3. Combien de maux engendre cette honteuse curiosité, cette vaine convoitise des yeux, cette avidité de spectacles futiles, cette folie des courses de chars, quand il n’y a nul prix à espérer après ces combats ! C’est afin de remporter un prix, que les cochers entrent en lice ; c’est afin de remporter nu prix, que la populace plaide pour les cochers[5]. Mais ici c’est le cocher qui plaît, le chasseur qui plaît, l’histrion qui plaît. Or, la honte saurait-elle plaire à un cœur honnête ? Change aussi ton désir des spectacles. Voilà que l’Église met sous tes yeux des spectacles plus glorieux et plus dignes de respect. Tout à l’heure, on nous lisait le martyre de saint Cyprien. Nous l’entendions de l’oreille, et notre âme le voyait ; nous regardions l’athlète combattre, nous avions des craintes pour ses dangers ; mais nous espérions dans le secours de Dieu. Veux-tu comprendre à l’instant la différence entre nos spectacles et ceux du théâtre ? Quant à nous, pour peu que nous ayons de sagesse, nous désirons imiter les martyrs que nous regardons. Honnête spectateur ! Tu es fou si tu oses imiter celui que tu vois au théâtre. Mais voilà que je regarde Cyprien, et j’aime Cyprien.

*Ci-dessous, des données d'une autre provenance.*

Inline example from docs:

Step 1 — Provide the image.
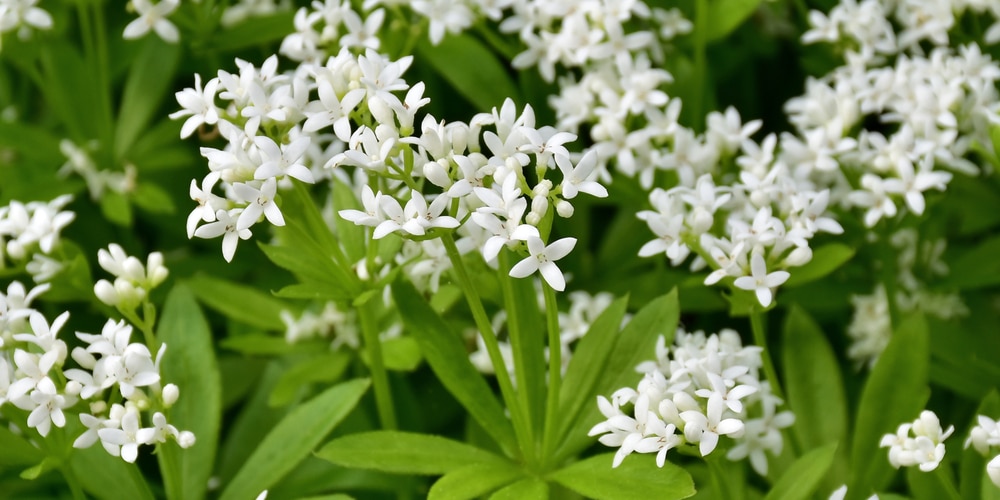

Si cela t’irrite, maudis-moi, et dis-moi : Sois comme lui ! Je le regarde, j’y trouve de la joie, et autant que je le puis, je l’embrasse en esprit.

  1. Jn. 1, 10
  2. Psa. 123, 8
  3. Id. 120, 1-2
  4. 1Jn. 2, 15-16
  5. On trouve plusieurs traits, au sujet de ces contentions, dans les épigrammes de Martial et dans les historiens de saint Augustin.